開幕戦でプロ初完投を飾った斎藤佑樹 2年目に懸ける、彼の決意を感じた。

 初めてとなる開幕戦のマウンドに立った斎藤佑樹は、ゆっくりと投球練習を始めた。もちろん、緊張感は十分に伝わってくる。ダルビッシュ有が抜けたファイターズにあって、3年連続で2ケタ勝利をマークしている武田勝を差し置き、去年、6勝6敗だった斎藤が開幕投手を務めるのだ。その重みは、いかに図太い斎藤といえども感じていただろう。

 そんな斎藤の想いを推し量っていたら、ふと、あることに気づいて仰天した。

 なんと、斎藤がプレートの三塁側を踏んで投げているではないか。

 もちろん、投球練習だけではない。ライオンズの1番バッター、エステバン・ヘルマンに対する初球。138キロのストレートを投げ込む斎藤の足元を確認すると、確かに三塁側を踏んでいる。

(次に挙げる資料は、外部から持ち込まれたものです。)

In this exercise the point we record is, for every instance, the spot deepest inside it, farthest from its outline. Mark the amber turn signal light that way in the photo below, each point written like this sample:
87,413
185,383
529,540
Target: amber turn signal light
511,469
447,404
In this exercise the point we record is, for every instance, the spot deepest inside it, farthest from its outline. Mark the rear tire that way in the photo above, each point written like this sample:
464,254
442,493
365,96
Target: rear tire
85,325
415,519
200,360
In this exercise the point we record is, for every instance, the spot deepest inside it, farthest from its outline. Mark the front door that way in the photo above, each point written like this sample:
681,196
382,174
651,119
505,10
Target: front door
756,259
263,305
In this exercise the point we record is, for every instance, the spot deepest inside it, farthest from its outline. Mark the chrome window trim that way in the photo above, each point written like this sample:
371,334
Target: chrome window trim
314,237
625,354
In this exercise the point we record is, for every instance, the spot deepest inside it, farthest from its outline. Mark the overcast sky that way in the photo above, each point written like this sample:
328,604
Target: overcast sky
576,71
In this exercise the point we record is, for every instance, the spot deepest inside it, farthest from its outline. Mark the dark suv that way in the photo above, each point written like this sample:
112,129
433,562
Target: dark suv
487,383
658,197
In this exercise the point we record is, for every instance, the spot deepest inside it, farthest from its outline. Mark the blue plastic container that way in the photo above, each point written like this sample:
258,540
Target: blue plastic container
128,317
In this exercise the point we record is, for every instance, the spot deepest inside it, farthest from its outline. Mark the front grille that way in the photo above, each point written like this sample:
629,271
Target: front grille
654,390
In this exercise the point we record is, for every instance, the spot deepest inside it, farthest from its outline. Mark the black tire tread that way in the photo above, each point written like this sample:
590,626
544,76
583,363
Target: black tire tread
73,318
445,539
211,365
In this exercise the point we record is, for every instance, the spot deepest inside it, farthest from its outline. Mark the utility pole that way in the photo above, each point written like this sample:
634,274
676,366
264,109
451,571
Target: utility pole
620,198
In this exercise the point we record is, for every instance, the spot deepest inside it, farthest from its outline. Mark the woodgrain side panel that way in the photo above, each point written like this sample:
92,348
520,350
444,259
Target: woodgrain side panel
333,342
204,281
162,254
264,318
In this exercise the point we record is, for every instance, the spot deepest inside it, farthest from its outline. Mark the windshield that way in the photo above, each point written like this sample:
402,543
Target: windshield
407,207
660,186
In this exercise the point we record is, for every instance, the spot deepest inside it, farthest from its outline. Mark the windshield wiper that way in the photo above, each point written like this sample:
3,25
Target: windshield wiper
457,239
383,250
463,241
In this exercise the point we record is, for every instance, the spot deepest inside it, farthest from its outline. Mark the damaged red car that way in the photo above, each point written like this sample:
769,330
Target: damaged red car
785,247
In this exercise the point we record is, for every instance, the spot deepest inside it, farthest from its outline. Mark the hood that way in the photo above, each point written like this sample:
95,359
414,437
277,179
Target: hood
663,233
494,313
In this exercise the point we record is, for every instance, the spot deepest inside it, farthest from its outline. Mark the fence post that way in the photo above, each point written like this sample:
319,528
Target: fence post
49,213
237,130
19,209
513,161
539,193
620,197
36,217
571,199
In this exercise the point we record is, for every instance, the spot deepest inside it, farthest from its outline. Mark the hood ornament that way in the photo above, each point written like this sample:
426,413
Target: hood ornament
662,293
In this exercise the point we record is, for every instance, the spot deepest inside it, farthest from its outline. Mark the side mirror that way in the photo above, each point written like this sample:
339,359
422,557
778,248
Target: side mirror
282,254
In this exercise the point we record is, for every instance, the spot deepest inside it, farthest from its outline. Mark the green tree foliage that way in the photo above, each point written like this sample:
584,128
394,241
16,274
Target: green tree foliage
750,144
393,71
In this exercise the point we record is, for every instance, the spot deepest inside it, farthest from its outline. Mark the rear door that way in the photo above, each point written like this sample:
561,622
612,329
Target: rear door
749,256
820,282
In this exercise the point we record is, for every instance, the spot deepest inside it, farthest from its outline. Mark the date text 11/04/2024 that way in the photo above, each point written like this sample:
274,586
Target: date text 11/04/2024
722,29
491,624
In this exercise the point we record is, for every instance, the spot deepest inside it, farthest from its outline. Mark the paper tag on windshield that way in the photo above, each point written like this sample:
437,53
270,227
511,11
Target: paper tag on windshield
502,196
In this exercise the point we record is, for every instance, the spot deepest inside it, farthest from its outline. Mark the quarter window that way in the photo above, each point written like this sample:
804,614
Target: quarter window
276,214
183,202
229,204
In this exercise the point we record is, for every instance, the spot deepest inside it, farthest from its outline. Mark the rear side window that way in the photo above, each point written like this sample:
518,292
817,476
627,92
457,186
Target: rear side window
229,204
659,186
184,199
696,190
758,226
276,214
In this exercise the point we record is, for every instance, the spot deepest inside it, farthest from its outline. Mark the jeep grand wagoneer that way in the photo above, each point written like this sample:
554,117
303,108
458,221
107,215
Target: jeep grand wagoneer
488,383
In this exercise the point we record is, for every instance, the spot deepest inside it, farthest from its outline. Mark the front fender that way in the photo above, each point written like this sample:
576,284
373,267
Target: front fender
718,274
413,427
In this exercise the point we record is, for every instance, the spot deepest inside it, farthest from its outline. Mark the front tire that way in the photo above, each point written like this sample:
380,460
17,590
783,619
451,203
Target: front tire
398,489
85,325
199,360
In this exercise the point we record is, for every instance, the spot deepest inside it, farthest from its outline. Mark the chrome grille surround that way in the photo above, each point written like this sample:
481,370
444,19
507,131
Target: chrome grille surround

 これは、プロ2年目を迎えた斎藤が、いくつかの封印のうちのひとつを解いたことを意味していた。じつはこのオフ、斎藤がこんな話をしていたことがあった。

「1年目はずっとプレートの真ん中を踏んで投げてました。そこを変えると、よかったことと、悪かったことの理由がわかりにくくなります。だから、1年目はいくつかの引き出しは開けずにやってみたかったんです」

 大学時代、斎藤はさまざまな試行錯誤を続けていた。そのうちのひとつが、プレートのどこを踏んで投げるかということだった。3年春の早慶戦で、斎藤は慶大の左バッターに対して突如、プレートの一塁側を踏んで投げたことがあった。一塁側を踏んで左バッターのアウトコースへ投げ込む斎藤のストレートは、クロスファイヤーとは逆の対角線の軌道に乗って、遠くへ逃げていく。左バッターにしてみれば、いつもの斎藤が投げるボールをイメージして振ると、ボールはバットの先に当たってしまった。実際、慶大の左バッターは斎藤のアウトコースへの勝負球に対し、ことごとく左方向への打球で打ち取られていた。しかも斎藤は右バッターに対してはプレートの真ん中を踏み、左バッターが打席に入ると、またさり気なくプレートの一塁側を踏んで投げていた。すでに両校ともに優勝の可能性は消えた伝統の一戦で、斎藤は引き出しを増やすアプローチに取り組んでいたのだ。